The advanced practice pillars provide a clear opportunity for ACPs to initiate research within their surgical specialties. This will inform autonomous decision-making appropriate to perioperative ACP roles, which manifests as clinical leadership at the appropriate level of interdisciplinary hierarchy (Brooks, 2015). Furthermore, identifying that multiple layers of autonomous decision-making occur within interprofessional teams is useful when collaborating in complex and technologically advanced surgeries (RCSEng, 2018). HEE (2017) aligned this to dealing with the complexity of clinical situations, raising concerns of risk, uncertainty or working with incomplete information, all part of advanced practice. Additionally, autonomy of reflection and identifying individual development needs is demonstrated within advanced clinical practice frameworks, while also aligning clearly with common professional philosophies (NMC, 2018; HCPC, 2023).

Conclusion and implications for practice

When considering the nuanced topic of the SCP role within perioperative practice and assistive health technologies, a dynamic approach to implementation and personalised skill development is essential (Ashrafian et al, 2017; RCSEng, 2018; von Vogelsang et al, 2019). Perioperative SCP skills can be classified as both technical and non-technical (Tørring et al, 2019; von Vogelsang et al, 2019). Communication, which is a vital ACP skill, is part of working collaboratively, and has been emphasised by HEE (2017). Tsafrir et al (2020) advocated using innovative approaches to communication within technologically assisted surgery.

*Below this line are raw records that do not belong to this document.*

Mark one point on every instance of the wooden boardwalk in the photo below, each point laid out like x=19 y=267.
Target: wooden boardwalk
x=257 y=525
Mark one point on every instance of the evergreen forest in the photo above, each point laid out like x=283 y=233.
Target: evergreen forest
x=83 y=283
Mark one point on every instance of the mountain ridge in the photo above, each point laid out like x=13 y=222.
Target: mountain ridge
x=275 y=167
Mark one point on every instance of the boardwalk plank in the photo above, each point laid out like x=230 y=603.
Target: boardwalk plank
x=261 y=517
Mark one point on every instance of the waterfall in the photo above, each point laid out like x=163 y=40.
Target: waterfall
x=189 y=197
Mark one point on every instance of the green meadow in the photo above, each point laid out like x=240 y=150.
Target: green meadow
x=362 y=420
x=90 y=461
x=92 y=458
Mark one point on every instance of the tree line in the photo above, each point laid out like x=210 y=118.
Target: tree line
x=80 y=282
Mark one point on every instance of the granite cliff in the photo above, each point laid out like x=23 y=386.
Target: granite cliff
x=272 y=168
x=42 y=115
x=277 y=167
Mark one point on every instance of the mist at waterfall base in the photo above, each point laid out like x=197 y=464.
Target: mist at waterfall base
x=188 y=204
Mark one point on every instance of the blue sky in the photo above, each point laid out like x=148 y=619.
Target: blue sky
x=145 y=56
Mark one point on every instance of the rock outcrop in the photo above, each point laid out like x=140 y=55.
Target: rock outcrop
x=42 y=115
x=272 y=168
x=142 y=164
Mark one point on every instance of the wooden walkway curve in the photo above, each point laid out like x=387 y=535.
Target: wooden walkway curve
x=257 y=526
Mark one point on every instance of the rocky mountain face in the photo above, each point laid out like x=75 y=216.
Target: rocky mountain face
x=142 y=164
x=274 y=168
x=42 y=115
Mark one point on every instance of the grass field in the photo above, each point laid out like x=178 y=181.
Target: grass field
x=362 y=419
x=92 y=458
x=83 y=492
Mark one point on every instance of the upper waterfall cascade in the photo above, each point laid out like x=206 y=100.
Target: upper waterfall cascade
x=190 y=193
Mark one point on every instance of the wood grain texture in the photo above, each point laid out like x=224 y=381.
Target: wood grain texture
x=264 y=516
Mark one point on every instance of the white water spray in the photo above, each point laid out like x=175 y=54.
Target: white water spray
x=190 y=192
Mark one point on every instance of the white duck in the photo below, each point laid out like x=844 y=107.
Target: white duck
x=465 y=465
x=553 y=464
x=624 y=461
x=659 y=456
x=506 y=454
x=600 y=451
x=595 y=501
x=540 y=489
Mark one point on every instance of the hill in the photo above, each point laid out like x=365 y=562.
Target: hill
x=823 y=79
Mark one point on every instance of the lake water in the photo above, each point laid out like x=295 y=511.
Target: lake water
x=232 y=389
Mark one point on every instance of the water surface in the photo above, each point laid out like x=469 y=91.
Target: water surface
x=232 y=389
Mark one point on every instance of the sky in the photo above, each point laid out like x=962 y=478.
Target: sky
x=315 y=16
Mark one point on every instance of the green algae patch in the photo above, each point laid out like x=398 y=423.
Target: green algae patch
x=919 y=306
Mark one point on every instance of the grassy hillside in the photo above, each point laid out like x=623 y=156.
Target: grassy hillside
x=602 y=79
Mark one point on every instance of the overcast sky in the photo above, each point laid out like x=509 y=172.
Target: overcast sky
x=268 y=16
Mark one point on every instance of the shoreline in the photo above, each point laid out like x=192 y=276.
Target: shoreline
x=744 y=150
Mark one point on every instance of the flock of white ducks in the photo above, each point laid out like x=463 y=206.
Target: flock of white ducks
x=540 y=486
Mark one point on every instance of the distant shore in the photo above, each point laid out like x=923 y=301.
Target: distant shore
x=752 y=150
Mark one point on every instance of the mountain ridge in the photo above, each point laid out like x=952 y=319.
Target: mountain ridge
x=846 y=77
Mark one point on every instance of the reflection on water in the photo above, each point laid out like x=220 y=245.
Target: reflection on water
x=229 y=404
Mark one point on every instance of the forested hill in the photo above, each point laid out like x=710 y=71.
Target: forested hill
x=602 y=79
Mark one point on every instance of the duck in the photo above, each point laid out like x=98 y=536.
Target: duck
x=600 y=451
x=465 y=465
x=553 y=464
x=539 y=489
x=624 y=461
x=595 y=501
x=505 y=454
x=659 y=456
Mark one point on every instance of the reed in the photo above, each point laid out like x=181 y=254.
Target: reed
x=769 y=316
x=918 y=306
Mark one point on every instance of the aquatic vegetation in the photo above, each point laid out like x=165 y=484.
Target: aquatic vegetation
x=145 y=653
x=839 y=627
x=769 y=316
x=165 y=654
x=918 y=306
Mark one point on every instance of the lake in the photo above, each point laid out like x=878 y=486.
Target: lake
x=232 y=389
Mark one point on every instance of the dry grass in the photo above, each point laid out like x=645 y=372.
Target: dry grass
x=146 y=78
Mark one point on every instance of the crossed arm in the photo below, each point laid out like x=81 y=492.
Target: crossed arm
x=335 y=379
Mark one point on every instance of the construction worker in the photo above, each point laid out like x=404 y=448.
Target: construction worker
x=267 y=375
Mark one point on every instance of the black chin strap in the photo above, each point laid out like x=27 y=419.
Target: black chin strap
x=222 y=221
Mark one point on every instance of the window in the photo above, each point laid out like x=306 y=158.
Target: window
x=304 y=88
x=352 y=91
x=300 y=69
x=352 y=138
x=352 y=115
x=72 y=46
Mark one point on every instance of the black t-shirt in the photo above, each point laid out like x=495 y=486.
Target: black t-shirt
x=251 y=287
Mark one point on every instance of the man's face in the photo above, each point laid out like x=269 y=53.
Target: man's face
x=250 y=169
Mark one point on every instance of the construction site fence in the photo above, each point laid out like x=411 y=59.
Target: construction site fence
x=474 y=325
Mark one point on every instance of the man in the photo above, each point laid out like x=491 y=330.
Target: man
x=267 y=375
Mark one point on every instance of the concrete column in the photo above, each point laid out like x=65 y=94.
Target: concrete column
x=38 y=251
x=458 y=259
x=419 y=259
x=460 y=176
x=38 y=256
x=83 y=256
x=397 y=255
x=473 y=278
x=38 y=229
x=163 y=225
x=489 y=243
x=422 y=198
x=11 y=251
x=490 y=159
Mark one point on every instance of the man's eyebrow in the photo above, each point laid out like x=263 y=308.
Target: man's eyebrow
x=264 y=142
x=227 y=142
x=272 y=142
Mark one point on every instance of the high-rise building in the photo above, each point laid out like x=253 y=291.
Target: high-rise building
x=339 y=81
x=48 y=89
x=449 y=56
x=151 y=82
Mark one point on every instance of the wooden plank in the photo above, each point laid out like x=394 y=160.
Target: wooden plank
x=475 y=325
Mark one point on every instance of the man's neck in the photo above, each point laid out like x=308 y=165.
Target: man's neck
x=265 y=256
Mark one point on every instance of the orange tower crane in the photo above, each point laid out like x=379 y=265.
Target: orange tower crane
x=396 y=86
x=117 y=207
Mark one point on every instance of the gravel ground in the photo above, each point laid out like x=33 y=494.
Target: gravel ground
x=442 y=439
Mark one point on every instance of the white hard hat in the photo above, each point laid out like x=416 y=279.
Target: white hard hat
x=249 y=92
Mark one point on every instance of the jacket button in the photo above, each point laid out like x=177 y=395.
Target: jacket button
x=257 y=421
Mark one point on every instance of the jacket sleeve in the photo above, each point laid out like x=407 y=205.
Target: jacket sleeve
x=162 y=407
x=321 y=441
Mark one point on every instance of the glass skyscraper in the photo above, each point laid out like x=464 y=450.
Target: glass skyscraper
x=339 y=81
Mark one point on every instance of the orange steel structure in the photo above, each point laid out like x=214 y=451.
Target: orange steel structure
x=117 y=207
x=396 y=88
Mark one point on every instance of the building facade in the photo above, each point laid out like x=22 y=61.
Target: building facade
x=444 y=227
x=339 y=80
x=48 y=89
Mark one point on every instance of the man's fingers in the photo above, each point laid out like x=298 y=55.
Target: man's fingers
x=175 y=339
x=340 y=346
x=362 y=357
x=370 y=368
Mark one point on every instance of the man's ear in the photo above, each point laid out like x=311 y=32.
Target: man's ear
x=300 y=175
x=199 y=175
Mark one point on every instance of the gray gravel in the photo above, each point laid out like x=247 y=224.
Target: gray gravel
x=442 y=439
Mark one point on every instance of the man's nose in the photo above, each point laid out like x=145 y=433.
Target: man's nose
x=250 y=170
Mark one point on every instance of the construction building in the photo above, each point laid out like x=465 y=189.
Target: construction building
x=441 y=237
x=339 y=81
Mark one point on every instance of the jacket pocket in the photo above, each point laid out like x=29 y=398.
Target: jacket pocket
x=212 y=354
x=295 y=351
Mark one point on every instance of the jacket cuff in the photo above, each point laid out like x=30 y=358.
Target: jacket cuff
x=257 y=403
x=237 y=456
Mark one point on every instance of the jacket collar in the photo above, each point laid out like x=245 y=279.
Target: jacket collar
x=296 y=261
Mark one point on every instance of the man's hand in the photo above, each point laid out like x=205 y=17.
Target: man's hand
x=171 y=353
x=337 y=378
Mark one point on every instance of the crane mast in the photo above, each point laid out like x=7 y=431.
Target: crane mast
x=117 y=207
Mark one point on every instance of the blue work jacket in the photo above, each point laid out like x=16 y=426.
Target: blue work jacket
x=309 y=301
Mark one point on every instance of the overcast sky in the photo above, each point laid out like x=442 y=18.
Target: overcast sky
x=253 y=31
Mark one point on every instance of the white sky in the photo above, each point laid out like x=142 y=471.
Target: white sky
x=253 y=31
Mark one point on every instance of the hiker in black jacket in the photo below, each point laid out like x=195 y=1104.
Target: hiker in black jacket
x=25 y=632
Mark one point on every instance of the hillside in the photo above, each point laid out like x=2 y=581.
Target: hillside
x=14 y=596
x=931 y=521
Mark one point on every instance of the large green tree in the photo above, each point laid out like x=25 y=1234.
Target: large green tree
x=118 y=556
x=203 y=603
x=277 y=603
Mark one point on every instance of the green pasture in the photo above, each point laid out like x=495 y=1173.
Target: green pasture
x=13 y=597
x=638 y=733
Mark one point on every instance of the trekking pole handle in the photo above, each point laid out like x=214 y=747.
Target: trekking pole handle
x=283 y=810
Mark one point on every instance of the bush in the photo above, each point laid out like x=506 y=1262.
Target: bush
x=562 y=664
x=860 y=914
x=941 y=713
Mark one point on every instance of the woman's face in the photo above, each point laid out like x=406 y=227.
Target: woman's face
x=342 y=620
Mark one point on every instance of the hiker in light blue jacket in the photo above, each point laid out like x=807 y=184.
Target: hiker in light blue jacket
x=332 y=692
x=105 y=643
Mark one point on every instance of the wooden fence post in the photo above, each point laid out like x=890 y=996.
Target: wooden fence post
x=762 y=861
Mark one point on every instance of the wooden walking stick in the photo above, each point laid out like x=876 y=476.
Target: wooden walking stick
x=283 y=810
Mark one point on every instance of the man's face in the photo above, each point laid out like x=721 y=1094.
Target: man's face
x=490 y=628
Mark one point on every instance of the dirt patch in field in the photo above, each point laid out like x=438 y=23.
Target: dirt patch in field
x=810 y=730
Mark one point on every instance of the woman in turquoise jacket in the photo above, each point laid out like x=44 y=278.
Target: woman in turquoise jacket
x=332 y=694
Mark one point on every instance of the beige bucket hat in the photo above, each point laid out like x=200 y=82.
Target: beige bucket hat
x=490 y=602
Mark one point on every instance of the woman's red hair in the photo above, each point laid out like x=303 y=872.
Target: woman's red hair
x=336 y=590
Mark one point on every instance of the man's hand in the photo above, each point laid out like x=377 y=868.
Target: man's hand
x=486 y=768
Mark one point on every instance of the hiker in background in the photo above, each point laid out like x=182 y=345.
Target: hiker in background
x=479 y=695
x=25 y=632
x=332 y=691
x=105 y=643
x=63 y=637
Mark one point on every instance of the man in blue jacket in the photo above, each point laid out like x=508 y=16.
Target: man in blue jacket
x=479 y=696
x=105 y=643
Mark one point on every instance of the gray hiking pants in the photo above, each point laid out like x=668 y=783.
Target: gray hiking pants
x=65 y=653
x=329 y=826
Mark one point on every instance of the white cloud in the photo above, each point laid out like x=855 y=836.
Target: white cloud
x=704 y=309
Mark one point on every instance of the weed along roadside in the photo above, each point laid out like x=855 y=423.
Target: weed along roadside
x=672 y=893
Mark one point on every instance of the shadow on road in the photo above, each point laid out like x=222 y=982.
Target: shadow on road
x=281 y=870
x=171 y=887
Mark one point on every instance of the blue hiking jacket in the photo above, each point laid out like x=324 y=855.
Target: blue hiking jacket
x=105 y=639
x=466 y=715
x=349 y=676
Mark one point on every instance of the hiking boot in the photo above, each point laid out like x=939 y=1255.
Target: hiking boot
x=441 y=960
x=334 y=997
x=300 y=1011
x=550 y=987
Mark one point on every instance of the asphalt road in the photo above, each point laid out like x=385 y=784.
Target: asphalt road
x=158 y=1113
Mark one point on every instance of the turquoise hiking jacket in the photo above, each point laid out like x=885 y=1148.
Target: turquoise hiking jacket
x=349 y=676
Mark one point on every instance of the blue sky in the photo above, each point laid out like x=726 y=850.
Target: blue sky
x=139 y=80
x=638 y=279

The SCP role has developed to enable autonomy of both technical and non-technical skills. However, perioperative advanced practice may need further interpretation for this role to develop fully, especially as the technology continues to develop (Hardy, 2021). Anyone working at an advanced and autonomous level clinically must follow a national framework, the most robust of which appears to be that drawn up by HEE (2017), which sets out the four pillars of advanced practice. For SCPs, this is also reinforced by the curriculum framework (RCSEng and RCSEdin, 2022). Through adhering to these frameworks and building their experience, SCPs are working at a level of personalised and autonomous practice to benefit individual patients and the multidisciplinary team.

KEY POINTS

  • Surgical care practitioners (SCPs) work in advanced roles within the operating theatre, performing autonomous surgical interventions
  • The SCP operates within a complex network and hierarchy of interdisciplinary practice, leading to collaborative and patient-centred care
  • Communication is paramount for the effective implementation and development of surgical initiatives involving assistive health technologies
  • Further interpretation of advanced practice roles with translation to autonomous practice is required within technology-enhanced surgery

CPD reflective questions

  • In your clinical practice, how and why do you engage with assistive health technologies?
  • What areas of advanced practice do you currently undertake in your role and how can this be further enhanced?
  • What might be the barriers and facilitators to adopting assistive health technologies?